- Description: Academic scholarship program providing full cost-of-attendance support for California college students
- Location: Vacaville, California
- Country: United States
- Presented by: Frank H. and Eva B. Buck Foundation
- Website: http://www.buckfoundation.org

= Buck Scholarship =

California college scholarship from 1989 to 2016

The Frank H. Buck Scholarships were scholarships awarded annually by the Frank H. and Eva B. Buck Foundation to twelve to fifteen California students to assist with the costs of college. They were intended to supplement any other financial aid awarded to the recipient so that all the ordinary costs of an education were covered.
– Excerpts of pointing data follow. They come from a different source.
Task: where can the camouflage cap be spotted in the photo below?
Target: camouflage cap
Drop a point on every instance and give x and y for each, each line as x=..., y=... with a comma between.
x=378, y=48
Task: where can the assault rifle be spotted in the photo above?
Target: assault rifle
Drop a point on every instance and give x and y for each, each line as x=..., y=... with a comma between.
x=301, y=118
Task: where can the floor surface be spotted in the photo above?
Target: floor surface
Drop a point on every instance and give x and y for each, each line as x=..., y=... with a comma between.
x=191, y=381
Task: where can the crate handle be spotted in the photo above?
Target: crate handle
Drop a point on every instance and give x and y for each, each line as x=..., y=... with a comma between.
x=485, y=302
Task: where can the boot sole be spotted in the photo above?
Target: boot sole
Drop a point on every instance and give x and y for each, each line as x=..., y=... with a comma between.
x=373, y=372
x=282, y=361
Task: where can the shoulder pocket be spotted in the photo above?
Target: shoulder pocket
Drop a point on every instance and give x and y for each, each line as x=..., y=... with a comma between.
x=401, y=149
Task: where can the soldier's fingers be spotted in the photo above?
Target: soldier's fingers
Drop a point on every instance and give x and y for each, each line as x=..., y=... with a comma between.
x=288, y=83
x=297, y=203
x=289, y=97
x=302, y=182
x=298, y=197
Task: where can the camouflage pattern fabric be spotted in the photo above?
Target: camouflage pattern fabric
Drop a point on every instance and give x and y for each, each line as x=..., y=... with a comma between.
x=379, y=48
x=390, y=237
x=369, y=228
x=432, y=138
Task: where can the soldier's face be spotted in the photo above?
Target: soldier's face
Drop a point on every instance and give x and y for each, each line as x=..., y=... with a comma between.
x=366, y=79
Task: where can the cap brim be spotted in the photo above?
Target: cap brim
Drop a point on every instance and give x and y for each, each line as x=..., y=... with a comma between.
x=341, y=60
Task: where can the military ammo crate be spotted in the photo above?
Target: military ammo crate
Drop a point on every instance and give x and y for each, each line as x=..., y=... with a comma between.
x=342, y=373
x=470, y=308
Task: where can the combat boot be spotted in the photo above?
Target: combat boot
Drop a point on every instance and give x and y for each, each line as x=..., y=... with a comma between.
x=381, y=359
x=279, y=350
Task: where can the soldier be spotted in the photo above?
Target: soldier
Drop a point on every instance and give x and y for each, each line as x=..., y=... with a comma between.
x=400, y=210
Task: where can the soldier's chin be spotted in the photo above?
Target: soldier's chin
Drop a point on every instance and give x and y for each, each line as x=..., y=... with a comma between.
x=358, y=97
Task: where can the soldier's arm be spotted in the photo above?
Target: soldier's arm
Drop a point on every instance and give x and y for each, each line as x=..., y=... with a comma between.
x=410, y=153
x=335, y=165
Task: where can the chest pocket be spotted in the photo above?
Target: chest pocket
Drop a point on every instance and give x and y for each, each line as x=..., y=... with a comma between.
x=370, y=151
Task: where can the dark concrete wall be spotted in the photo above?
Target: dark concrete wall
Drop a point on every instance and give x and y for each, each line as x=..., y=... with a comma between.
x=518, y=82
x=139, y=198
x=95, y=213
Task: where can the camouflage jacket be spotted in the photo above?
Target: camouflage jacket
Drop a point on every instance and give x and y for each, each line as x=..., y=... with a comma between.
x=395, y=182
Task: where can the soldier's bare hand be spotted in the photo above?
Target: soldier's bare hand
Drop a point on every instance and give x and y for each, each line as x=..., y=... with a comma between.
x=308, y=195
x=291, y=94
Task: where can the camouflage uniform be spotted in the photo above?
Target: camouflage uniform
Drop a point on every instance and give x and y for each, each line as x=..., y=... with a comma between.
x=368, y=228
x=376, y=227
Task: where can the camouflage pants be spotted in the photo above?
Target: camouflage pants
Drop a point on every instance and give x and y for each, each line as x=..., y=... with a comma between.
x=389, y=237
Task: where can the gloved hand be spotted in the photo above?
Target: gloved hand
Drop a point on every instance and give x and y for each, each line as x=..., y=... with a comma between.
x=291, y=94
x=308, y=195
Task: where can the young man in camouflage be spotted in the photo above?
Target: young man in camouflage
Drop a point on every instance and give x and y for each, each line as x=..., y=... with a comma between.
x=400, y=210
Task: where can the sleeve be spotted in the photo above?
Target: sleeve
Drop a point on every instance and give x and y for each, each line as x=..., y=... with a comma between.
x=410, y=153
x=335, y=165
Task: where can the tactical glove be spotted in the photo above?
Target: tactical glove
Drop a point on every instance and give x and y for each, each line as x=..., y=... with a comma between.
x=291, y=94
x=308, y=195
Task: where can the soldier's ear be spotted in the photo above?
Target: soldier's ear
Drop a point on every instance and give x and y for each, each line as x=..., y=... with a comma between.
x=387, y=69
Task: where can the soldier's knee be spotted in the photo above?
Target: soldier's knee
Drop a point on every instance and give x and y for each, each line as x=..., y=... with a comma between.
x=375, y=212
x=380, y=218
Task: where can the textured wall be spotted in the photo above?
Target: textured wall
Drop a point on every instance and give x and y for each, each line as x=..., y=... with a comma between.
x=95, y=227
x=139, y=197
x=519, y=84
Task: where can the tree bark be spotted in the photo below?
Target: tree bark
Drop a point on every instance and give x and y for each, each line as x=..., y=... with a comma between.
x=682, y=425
The foundation, which existed from 1989 to 2016, also provided grant support to educational institutions, libraries, and other nonprofit organizations in support of education.
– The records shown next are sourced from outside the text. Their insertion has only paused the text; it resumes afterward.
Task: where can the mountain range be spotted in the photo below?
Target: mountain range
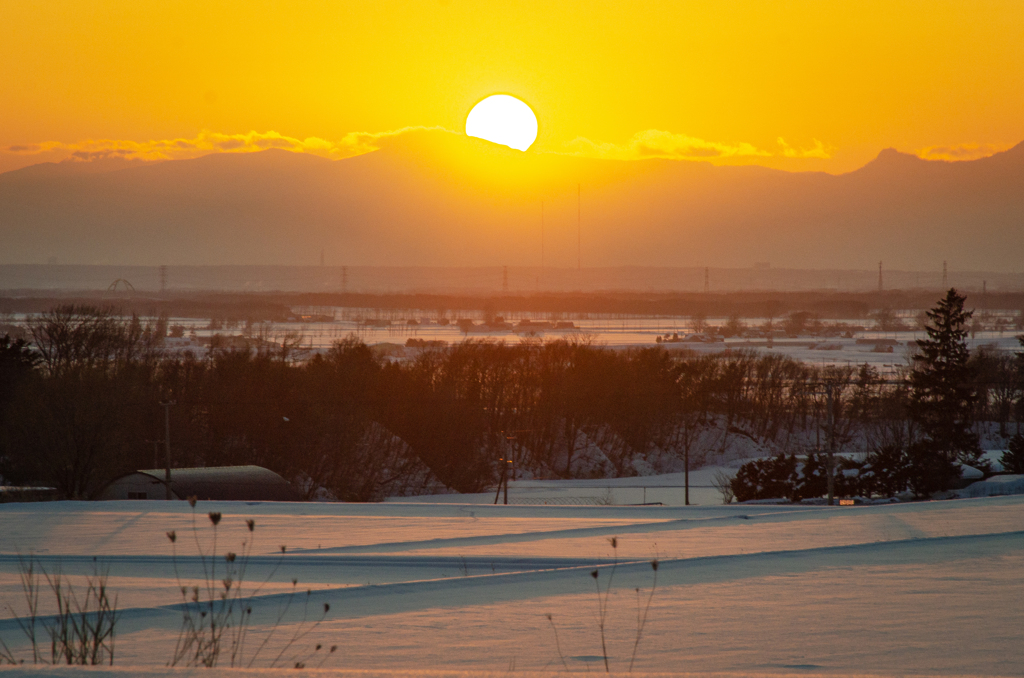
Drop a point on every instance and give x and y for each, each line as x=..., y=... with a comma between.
x=434, y=198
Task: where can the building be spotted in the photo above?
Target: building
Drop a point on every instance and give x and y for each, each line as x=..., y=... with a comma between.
x=248, y=483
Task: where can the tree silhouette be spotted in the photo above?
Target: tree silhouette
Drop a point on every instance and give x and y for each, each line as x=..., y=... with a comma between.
x=943, y=393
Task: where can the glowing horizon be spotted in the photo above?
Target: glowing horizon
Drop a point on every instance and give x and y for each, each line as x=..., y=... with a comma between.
x=801, y=86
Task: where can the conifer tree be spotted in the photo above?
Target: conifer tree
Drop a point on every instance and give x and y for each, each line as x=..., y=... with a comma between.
x=942, y=391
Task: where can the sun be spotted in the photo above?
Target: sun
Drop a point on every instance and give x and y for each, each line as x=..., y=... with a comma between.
x=503, y=119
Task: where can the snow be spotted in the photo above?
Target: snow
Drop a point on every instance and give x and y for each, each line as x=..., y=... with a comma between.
x=929, y=588
x=994, y=485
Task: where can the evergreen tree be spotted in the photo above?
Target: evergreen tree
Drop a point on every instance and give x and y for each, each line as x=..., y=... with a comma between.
x=942, y=391
x=1013, y=459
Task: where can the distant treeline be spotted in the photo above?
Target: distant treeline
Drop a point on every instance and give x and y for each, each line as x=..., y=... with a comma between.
x=276, y=306
x=81, y=404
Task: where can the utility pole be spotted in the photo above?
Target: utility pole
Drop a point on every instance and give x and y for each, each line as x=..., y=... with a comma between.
x=686, y=475
x=579, y=229
x=832, y=443
x=167, y=446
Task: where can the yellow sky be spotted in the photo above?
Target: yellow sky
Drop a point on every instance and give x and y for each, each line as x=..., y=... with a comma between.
x=798, y=85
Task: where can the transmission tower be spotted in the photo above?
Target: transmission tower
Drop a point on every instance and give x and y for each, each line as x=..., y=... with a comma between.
x=579, y=229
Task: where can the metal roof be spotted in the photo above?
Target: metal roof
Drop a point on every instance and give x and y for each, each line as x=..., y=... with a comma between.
x=252, y=483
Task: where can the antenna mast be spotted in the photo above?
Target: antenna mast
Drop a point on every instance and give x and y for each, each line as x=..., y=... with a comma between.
x=542, y=239
x=579, y=229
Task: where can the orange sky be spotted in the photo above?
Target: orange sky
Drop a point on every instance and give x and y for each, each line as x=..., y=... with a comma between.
x=798, y=85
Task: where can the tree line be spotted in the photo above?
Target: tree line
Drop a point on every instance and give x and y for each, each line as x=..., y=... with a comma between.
x=81, y=404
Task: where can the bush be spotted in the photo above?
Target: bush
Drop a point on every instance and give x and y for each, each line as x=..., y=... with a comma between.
x=1013, y=459
x=814, y=478
x=887, y=470
x=766, y=478
x=930, y=471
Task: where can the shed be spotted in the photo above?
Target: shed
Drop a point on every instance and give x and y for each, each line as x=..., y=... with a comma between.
x=252, y=483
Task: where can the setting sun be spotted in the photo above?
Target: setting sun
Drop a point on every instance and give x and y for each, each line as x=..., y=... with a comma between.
x=503, y=119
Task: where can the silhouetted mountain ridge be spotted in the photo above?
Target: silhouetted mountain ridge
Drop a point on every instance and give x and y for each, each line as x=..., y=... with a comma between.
x=435, y=198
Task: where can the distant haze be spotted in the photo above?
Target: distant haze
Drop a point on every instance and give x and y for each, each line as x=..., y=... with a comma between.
x=436, y=199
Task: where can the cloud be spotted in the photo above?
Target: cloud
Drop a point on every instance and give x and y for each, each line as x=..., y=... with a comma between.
x=659, y=143
x=353, y=143
x=961, y=152
x=820, y=151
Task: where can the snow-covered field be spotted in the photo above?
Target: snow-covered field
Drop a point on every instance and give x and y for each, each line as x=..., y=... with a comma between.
x=932, y=588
== History and administration ==
Eva Buck, wife of former United States congressman Frank H. Buck, started the foundation as the Solano Foundation in 1989 and chose the first two scholarship recipients. After her death the following year, it was renamed to honor her and her husband, and its headquarters moved to the 1891 Frank H. Buck house in Vacaville, California, the congressman's childhood home. The foundation's mission was to support education in all of its aspects.

== Eligibility and scope ==
The scholarships were awarded to approximately twelve to fifteen students a year chosen from the six counties included in the congressional district represented by Buck in the 72nd through 76th United States Congresses (1932-1942): Contra Costa, Napa, Sacramento, San Joaquin, Solano, and Yolo. As of 2008, the Buck Foundation was providing scholarship support to more than 259 students attending colleges and universities throughout the United States, as well as in other countries.

The foundation ceased operations in 2016. Buck Scholar alumni founded the Buck Scholars Association in 2008, a nonprofit that has run the Buck Fellows Program for Northern California high school students since 2014.